This review originally appeared in the Korean Quarterly
“Bold,” “brash,” “funny,” and “playing for keeps” – those are descriptions that can be applied in equal measure to not one but nearly each member of the cast of the raucous comedy-drama, “History of a Salaryman,” from SBS. One might well add “brave” and “devious” too.
Far from the traditional makjang dramas of hidden births and family secrets or stories of puppy love, “Salaryman” is a colorful re-imagining of the historical tale of the events leading up to the creation of the Han Dynasty in China, known as the Chu-Han Contention (206-202 BC). Cleverly weaving parallels to characters past and present and mapping out the ebb and flow of battle successes and failures, history has rarely been so amusing.
An Atypical Hero
The unlikely lead (or at least that is how he seems) and the titular salaryman is Yoo Bang, the Liu Bang of centuries past. He is played with an appealing zest by the youthful Lee Beom-soo. (And “youthful” is a particularly appropriate adjective in this case, as the story develops.) Yoo Bang not only is saddled with an unfortunate name (when not reading his name in it’s original Chinese characters it can refer to breasts), but he’s from a decidedly working class background.

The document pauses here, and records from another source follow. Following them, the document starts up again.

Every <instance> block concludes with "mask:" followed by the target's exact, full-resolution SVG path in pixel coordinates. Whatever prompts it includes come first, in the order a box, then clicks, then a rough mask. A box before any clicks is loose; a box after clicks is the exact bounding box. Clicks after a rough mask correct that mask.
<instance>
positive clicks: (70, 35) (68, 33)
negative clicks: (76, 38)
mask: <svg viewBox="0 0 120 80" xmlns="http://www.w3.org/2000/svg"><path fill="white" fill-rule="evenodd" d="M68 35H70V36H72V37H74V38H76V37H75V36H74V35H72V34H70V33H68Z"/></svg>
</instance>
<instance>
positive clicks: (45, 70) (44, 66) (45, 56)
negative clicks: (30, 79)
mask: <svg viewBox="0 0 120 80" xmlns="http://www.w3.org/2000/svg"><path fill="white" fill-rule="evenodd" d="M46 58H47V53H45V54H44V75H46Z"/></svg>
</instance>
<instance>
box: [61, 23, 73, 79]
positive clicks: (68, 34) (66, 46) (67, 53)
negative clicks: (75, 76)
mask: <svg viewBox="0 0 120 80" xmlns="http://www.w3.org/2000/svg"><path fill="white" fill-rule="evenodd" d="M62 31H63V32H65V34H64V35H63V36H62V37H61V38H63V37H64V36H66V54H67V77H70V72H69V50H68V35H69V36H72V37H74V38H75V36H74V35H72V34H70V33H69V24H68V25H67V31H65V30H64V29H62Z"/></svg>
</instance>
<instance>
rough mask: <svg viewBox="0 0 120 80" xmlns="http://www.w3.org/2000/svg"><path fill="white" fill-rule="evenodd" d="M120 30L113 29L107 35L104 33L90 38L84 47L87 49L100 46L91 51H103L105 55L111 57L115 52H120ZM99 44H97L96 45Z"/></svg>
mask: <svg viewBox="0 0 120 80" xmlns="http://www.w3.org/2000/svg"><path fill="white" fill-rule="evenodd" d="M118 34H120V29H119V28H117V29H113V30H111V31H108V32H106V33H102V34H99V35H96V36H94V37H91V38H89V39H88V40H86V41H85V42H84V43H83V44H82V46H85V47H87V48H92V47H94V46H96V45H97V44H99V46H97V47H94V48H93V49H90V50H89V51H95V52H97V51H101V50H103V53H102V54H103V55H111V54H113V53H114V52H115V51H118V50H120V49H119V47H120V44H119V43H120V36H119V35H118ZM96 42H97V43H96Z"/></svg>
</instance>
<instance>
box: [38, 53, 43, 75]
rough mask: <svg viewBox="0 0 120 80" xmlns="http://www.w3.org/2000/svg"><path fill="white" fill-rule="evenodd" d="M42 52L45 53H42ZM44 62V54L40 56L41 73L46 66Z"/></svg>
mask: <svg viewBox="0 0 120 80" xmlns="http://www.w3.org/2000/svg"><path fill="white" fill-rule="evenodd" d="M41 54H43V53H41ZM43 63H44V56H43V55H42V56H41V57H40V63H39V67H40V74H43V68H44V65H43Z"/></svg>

At the start of the story, Yoo Bang is unsuccessfully trying to fulfill his (now deceased) father’s most devout wish; that his son would go to college, get a job at a proper company, and wear business shoes every day – not work some menial job as he’d done. Yoo Bang has gone to college, but it’s some no-name, low prestige school and now he’s finding his task nearly impossible. He’s filling in some paperwork to participate in a medical study for some much-needed cash when he spots a fashionable, attractive, and graceful-looking young woman in a café opposite. He daydreams about how sweet and lovely her voice must be.
Fabulous (Fabulously Foul-mouthed)
Were he to be in the position of the wait-staff in the café he’d be in for a rude awakening for this is, in fact, the fantastically spoiled and foul-mouthed granddaughter of the Chu Han conglomerate, Baek Yeo-chi. With flaming red hair and a fiery tongue to match, Yeo-chi dialogue is 50% expletives-deleted as she chews out one person after another. In a radical departure from many of her other roles, Jung Ryu-won sets out brilliantly as the unforgettable heiress.
If there is a contention, there must be an antagonist, and in “Salaryman” there are, in fact, several contenders for the role of chief villain. The most prominent of these (and not just because he dwarfs Lee Beom-soo by about six inches), is the dashing, American-educated marketing wunderkind and evil genius strategist, Cho Hang-woo. Jung Gyu-woon, who normally plays more conventional athletic and handsome leading men type roles, jumps in feet first to play the unscrupulous Hang-woo – Liu Bang’s ancient rival, Xiang Yu.